# TimeSeries Analysis, Causality Ranking
We'll use some ideas from EDA_02 and EDA_03 notebooks, which simulated a slider effect.

Our goal is to compare the average R² between the RECENT CHANGE in predictor variable (as a %) with the CHANGE in the target variable (as a %), given various deltas.
We'll mark any correlation with p-value of less than 5% as being 0.

This time, we'll use all the new data we've gathered.

In [1]:
import pandas as pd
import numpy as np
import seaborn as sns
import matplotlib.pyplot as plt
%matplotlib inline

from sklearn.linear_model import LinearRegression
from sklearn.preprocessing import PolynomialFeatures
from sklearn.metrics import mean_squared_error

import statsmodels.api as sm
from statistics import mean


pd.set_option('display.max_columns', None)

In [2]:
df_master = pd.read_csv("../Data_Sets/processed/completeData_1995-2022.csv")
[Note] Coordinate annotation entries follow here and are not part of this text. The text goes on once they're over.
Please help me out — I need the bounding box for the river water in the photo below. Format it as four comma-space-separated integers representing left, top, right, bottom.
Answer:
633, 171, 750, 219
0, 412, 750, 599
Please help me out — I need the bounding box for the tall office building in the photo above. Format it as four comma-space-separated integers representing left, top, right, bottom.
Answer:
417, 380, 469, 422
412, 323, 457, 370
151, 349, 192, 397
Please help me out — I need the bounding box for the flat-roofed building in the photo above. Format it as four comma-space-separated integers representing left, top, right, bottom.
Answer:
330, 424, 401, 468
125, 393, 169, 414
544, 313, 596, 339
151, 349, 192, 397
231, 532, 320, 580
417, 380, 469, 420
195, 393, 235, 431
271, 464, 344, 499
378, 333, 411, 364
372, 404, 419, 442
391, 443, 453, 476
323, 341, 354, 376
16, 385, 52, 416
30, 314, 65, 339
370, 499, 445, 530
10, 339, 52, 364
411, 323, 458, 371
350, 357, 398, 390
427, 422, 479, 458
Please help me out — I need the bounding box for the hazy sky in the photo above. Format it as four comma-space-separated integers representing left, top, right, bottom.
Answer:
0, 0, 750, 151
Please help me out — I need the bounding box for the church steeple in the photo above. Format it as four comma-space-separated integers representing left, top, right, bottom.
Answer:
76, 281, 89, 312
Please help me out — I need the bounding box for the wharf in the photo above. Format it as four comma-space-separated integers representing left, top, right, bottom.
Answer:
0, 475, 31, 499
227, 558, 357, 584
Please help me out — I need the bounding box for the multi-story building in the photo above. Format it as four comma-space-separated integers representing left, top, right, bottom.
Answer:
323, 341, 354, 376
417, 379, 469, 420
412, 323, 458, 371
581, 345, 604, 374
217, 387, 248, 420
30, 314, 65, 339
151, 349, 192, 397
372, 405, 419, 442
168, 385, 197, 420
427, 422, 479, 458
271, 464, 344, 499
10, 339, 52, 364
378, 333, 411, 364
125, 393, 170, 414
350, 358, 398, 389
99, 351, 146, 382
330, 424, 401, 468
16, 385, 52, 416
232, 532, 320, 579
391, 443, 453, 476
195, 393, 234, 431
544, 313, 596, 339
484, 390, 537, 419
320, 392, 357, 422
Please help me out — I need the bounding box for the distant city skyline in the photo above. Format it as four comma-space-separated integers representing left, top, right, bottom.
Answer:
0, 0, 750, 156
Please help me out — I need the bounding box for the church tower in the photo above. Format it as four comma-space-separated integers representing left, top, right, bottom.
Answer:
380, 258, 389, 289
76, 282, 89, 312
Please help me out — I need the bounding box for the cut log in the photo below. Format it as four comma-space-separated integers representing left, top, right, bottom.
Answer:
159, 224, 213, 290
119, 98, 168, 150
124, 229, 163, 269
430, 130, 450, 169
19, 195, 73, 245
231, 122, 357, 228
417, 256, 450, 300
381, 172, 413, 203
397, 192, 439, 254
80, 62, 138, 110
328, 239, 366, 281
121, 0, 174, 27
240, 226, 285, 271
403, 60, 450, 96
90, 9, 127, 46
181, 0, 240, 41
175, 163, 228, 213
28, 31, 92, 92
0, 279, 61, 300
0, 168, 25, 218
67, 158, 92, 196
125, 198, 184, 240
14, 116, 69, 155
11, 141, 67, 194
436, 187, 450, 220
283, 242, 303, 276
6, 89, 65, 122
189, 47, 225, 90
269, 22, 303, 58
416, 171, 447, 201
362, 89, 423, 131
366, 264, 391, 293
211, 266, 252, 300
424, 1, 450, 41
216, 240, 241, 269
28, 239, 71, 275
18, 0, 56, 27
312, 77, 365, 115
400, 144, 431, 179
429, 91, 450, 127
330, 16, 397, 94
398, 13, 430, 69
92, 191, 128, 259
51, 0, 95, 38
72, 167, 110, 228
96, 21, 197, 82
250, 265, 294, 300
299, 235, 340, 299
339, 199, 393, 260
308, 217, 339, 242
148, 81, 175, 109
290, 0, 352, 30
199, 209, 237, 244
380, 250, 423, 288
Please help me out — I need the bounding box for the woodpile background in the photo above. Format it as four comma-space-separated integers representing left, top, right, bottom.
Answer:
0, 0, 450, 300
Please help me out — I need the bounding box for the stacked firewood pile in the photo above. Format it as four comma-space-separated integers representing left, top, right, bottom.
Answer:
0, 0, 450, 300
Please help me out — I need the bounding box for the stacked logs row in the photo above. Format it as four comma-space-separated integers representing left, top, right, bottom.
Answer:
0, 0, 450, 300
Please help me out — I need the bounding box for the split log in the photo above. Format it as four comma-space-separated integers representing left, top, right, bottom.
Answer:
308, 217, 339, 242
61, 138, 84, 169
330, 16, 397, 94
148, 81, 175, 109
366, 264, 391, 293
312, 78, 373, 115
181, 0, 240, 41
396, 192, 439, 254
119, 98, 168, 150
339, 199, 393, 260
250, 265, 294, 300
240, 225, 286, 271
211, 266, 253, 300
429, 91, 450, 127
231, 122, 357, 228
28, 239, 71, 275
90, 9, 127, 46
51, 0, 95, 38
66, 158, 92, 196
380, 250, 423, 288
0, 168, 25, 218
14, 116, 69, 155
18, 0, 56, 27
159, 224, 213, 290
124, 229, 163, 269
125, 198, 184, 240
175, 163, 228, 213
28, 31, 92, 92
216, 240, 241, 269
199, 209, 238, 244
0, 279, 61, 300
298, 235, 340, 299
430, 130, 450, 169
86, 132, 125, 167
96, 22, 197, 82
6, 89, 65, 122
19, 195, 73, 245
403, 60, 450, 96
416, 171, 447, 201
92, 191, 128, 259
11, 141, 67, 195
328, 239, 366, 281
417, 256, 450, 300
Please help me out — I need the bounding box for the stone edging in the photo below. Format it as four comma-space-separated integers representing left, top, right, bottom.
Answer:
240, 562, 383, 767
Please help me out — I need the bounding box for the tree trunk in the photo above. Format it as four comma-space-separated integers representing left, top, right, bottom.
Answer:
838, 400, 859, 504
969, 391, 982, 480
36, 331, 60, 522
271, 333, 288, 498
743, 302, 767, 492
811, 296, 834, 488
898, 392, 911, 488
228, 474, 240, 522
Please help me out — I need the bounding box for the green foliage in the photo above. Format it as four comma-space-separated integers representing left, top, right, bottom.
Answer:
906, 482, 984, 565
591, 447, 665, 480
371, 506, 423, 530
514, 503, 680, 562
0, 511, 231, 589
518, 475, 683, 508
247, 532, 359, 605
# Renaming Economic freedom columns
df_master = df_master.rename(columns={
    'Property Rights':'EF_Property Rights',
    'Government Integrity':'EF_Government Integrity',
    'Judicial Effectiveness':'EF_Judicial Effectiveness',
    'Government Spending':'EF_Government Spending',
    'Tax Burden':'EF_Tax Burden',
    'Fiscal Health':'EF_Fiscal Health',
    'Business Freedom':'EF_Business Freedom',
    'Monetary Freedom':'EF_Monetary Freedom',
    'Labor Freedom':'EF_Labor Freedom',
    'Financial Freedom':'EF_Financial Freedom',
    'Investment Freedom':'EF_Investment Freedom',
    'Trade Freedom':'EF_Trade Freedom'
})

# Calculating the 'EF_Overall Score'
EF_features = ['EF_Property Rights', 'EF_Government Integrity', 'EF_Judicial Effectiveness',
               'EF_Government Spending', 'EF_Tax Burden', 'EF_Fiscal Health',
               'EF_Business Freedom', 'EF_Monetary Freedom', 'EF_Labor Freedom',
               'EF_Financial Freedom', 'EF_Investment Freedom', 'EF_Trade Freedom']

df_master['EF_Overall Score'] = df_master[EF_features].sum(axis=1) / 12

In [3]:
df_master.columns

Index(['Country Name', 'Index Year', 'EF_Property Rights',
       'EF_Government Integrity', 'EF_Judicial Effectiveness',
       'EF_Government Spending', 'EF_Tax Burden', 'EF_Fiscal Health',
       'EF_Business Freedom', 'EF_Monetary Freedom', 'EF_Labor Freedom',
       'EF_Financial Freedom', 'EF_Investment Freedom', 'EF_Trade Freedom',
       'GDP per capita (current USD)', 'Total population', 'Gini',
       'Inflation CPI', 'Real interest rate', 'Labor force size',
       'Trade (% of GDP)', 'Trade in services (% of GDP)',
       'Under-5 mortality rate (per 1k live births)', 'Country Quintile',
       'isLandLocked', 'n_accessToSea', 'Rail Density',
       'Pctg of Rail Electrified', 'Area Size (km2)', 'Expanded EconZone Area',
       'Amount of Ports', 'Distance from Equator', 'Average Temperature (C)',
       'Death rates from disasters', 'H index (Academic Papers)',
       'Arable Land pct', 'Qualified Labor Force pct',
       'Human Development Index', 'Natural Resources', 'Mi

In [4]:
years_delta = np.arange(1,26,1)

### TimeSeriesDeltaChange()
To assist us in this journey, let's create the function 'TimeSeriesDeltaChange'. A summary of it:

**Purpose:** This function computes how recent changes in a predictor variable (like 'EF_Overall Score') relate to changes in a target variable (like 'GDP per capita') over various time ranges.

**Working:**
  - Cleans data and computes an Exponential Moving Average (EMA) for the predictor to calculate 'Recent Change in Predictor'.
  - For each time period (delta), it:
	- Shifts the data by that period.
	- Calculates the percentage change for the target.
	- Fits a polynomial regression model using the difference from EMA as the predictor.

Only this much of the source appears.